Southside Plaza featured a Mark Foy's, Woolworths Food Fair (rebranded to Flemings in the 1980s and later to Woolworths), Franklins, AMF Bowling Alley and 33 stores. The bowling alley remained separate from the centre despite proposals to join them. Opening in 1963, Southside Plaza led the way in the retail revolution, which swept through southern Sydney in the 1960s. It also hosted a trash and treasure market on Sundays.

In 1967 Mark Foys was extensively damaged by fire. It was then rebuilt and became a McDowells store and then was rebranded as Waltons in 1972. In 1978 Waltons relocated to the newly built Westfield Hurstville and the space became vacant.

The opening of Roselands and the redeveloped Miranda Fair had been blamed for a downturn in trade at Southside Plaza, and various redevelopment proposals were proposed but never eventuated.
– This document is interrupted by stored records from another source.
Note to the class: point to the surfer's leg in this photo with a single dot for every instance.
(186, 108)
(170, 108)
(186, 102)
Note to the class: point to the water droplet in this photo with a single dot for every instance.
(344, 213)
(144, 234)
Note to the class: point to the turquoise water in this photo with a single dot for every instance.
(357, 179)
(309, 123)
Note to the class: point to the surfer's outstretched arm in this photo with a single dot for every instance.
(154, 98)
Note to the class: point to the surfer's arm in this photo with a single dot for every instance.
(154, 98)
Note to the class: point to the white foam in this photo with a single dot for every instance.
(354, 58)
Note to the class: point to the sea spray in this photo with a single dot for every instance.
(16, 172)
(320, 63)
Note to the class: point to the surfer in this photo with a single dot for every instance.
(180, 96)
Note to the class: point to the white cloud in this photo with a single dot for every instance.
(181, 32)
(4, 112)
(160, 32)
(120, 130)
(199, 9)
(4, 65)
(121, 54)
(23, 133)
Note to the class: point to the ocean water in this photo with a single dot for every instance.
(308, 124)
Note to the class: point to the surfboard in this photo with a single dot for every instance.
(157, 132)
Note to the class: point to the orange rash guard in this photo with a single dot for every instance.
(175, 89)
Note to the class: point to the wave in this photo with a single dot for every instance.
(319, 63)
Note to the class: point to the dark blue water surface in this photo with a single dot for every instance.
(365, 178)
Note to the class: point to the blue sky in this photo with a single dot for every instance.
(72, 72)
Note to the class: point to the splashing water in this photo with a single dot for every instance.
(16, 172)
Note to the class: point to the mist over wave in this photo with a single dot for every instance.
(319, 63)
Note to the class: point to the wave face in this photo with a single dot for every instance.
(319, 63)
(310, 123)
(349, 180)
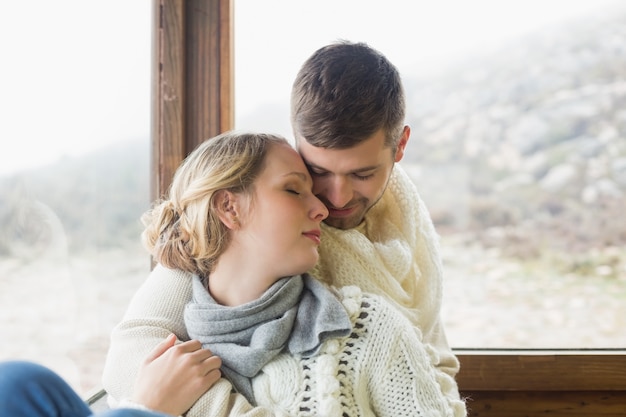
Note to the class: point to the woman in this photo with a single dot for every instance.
(171, 378)
(242, 225)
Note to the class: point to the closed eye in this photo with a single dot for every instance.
(363, 177)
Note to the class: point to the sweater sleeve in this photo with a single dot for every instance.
(155, 311)
(401, 370)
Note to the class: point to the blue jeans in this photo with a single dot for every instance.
(31, 390)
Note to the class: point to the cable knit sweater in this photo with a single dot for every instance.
(395, 255)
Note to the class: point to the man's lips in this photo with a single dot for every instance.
(332, 212)
(314, 235)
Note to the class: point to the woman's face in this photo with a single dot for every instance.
(282, 226)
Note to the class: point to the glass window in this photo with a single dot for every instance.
(517, 148)
(73, 178)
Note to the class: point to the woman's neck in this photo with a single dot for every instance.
(235, 281)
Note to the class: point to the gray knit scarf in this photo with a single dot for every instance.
(296, 315)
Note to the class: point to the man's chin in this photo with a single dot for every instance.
(343, 222)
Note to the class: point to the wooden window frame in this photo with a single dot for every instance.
(192, 99)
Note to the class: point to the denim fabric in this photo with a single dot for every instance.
(31, 390)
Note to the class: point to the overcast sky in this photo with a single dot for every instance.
(75, 73)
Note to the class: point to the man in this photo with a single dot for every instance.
(348, 111)
(348, 115)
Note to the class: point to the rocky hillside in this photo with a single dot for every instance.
(526, 148)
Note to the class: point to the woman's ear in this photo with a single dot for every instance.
(227, 208)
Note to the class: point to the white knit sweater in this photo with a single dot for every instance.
(382, 369)
(396, 255)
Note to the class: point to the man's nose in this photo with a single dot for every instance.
(339, 192)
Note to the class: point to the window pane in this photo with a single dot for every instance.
(517, 148)
(73, 178)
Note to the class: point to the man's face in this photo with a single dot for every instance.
(350, 181)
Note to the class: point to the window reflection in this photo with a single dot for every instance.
(73, 178)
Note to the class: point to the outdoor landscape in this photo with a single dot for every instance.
(520, 157)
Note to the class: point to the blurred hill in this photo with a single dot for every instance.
(78, 203)
(526, 148)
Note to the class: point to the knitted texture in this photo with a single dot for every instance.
(394, 253)
(403, 243)
(382, 369)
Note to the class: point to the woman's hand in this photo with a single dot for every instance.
(173, 377)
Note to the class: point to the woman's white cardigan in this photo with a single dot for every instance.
(396, 255)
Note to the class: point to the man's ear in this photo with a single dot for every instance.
(406, 133)
(227, 208)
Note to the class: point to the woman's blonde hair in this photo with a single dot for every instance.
(183, 230)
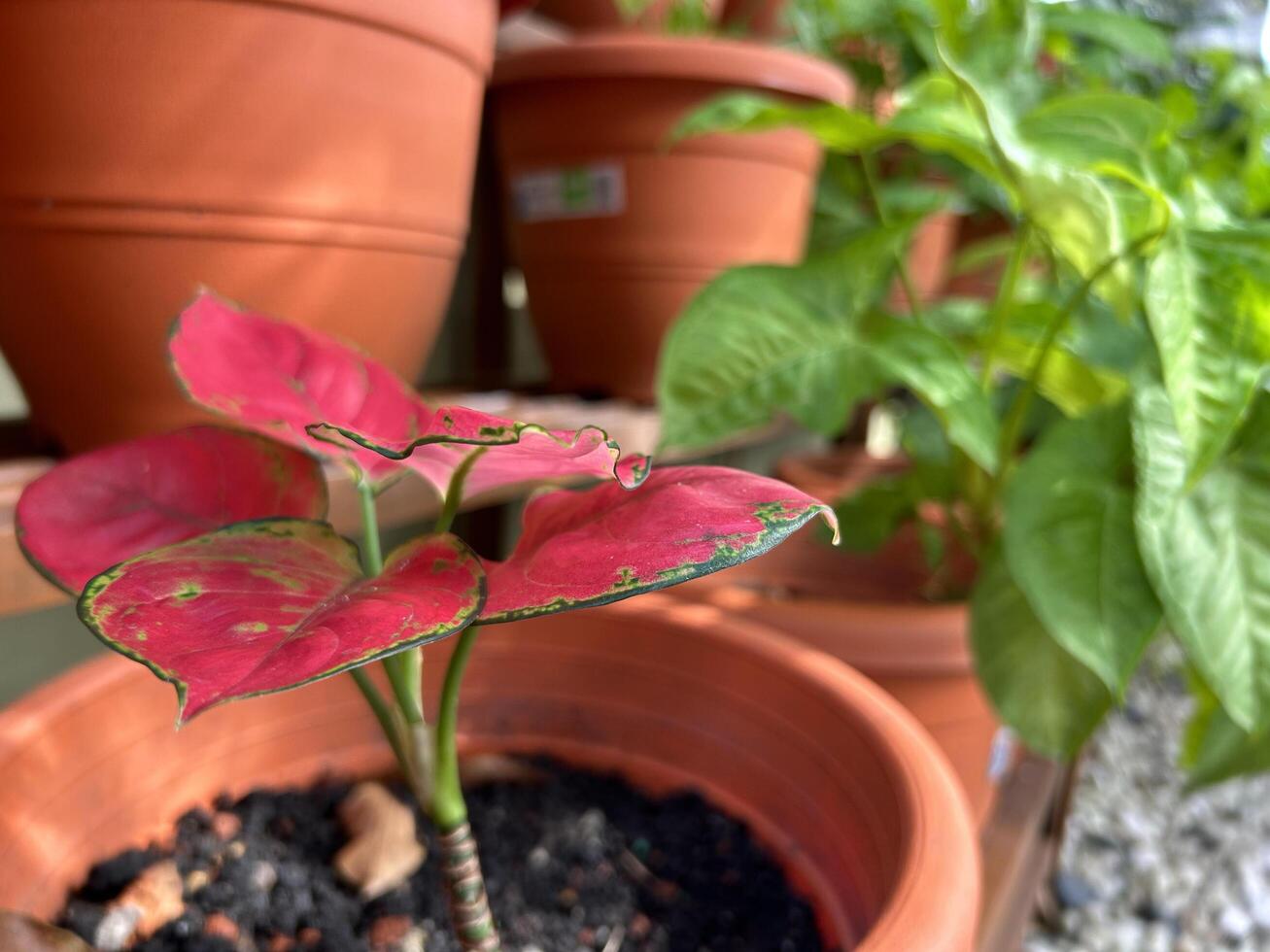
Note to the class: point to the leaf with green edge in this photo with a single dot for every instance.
(1215, 748)
(107, 505)
(936, 372)
(268, 605)
(1070, 543)
(321, 393)
(1047, 697)
(1209, 315)
(1207, 550)
(588, 547)
(526, 452)
(1126, 33)
(766, 339)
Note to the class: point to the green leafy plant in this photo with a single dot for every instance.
(205, 554)
(1096, 435)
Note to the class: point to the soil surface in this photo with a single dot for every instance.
(573, 862)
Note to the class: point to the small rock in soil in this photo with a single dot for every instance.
(574, 862)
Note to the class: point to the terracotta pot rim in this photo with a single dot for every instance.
(408, 20)
(702, 58)
(922, 783)
(432, 239)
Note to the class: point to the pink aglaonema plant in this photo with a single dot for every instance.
(203, 554)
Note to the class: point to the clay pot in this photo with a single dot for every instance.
(604, 15)
(832, 776)
(869, 609)
(616, 228)
(929, 256)
(311, 158)
(981, 282)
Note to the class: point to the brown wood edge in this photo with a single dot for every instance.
(1018, 845)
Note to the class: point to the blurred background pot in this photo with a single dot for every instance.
(834, 777)
(872, 609)
(311, 158)
(613, 226)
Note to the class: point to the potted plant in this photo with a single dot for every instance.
(615, 228)
(281, 152)
(1093, 437)
(276, 599)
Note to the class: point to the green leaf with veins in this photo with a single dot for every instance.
(1207, 551)
(1071, 547)
(869, 517)
(1041, 690)
(1208, 305)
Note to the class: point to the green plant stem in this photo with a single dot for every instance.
(869, 165)
(404, 669)
(1004, 302)
(455, 491)
(1012, 428)
(383, 712)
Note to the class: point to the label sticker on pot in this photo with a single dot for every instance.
(595, 190)
(1001, 756)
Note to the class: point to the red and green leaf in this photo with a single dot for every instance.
(268, 605)
(321, 393)
(516, 452)
(281, 379)
(590, 547)
(112, 504)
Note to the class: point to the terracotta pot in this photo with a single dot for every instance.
(981, 282)
(868, 609)
(837, 779)
(929, 256)
(616, 228)
(606, 15)
(311, 158)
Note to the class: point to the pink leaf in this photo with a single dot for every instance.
(268, 605)
(280, 379)
(98, 509)
(582, 549)
(514, 452)
(321, 393)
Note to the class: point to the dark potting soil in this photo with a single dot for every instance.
(574, 862)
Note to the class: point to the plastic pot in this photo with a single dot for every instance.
(311, 158)
(613, 226)
(834, 777)
(870, 611)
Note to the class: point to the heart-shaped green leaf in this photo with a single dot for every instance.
(111, 504)
(268, 605)
(1207, 551)
(588, 547)
(1051, 699)
(1071, 546)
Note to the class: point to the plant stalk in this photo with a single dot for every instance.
(460, 861)
(1013, 426)
(404, 669)
(1002, 303)
(869, 165)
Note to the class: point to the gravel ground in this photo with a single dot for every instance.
(1146, 867)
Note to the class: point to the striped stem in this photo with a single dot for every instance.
(465, 891)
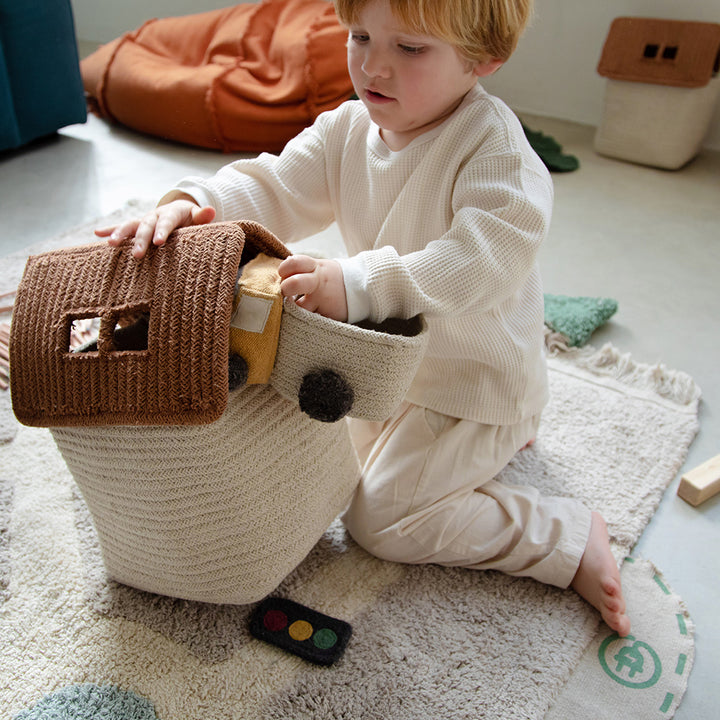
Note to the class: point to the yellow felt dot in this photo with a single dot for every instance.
(300, 630)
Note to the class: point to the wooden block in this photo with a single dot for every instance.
(701, 483)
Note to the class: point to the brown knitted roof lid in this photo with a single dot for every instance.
(178, 375)
(664, 52)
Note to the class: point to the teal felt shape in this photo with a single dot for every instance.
(90, 702)
(577, 318)
(550, 152)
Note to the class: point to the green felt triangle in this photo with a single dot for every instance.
(577, 317)
(550, 152)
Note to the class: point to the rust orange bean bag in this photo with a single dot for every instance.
(245, 78)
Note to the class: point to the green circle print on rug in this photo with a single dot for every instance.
(90, 702)
(642, 676)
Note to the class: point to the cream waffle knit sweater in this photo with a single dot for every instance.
(450, 227)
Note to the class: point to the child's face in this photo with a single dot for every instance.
(409, 83)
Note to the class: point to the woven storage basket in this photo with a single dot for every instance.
(218, 513)
(661, 90)
(196, 492)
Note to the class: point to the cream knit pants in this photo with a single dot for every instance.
(428, 495)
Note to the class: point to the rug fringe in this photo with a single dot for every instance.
(674, 385)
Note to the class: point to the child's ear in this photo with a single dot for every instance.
(487, 68)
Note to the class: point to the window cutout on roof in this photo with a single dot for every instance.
(121, 331)
(83, 334)
(130, 333)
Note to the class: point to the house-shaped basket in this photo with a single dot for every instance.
(195, 491)
(661, 90)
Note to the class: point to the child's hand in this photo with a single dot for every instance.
(316, 285)
(157, 225)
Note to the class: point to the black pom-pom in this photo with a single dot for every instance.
(324, 395)
(237, 372)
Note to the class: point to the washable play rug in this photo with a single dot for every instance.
(427, 642)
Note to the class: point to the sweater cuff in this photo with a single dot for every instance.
(355, 276)
(201, 196)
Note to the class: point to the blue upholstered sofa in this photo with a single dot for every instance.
(40, 85)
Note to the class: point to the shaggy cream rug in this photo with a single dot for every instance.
(427, 642)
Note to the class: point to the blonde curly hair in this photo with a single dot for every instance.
(481, 30)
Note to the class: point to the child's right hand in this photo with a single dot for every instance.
(157, 225)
In 1992 Southside Plaza was demolished and construction started on redeveloping the site.

Rockdale Plaza opened on 29 October 1997 and featured Big W, Franklins, Woolworths and over 50 specialty stores. Bowlers were informed that the Tenpin Bowling Alley would be incorporated into the new centre however it did not eventuate. In 2013, Franklins closed its store and the space was split in two, the spaces taken up by Best & Less and (from 16 October 2013) Aldi. Best & Less closed in July 2020 and Chemist Warehouse moved into its space.

In April 2019, Rockdale Plaza was purchased by Charter Hall for $142 million.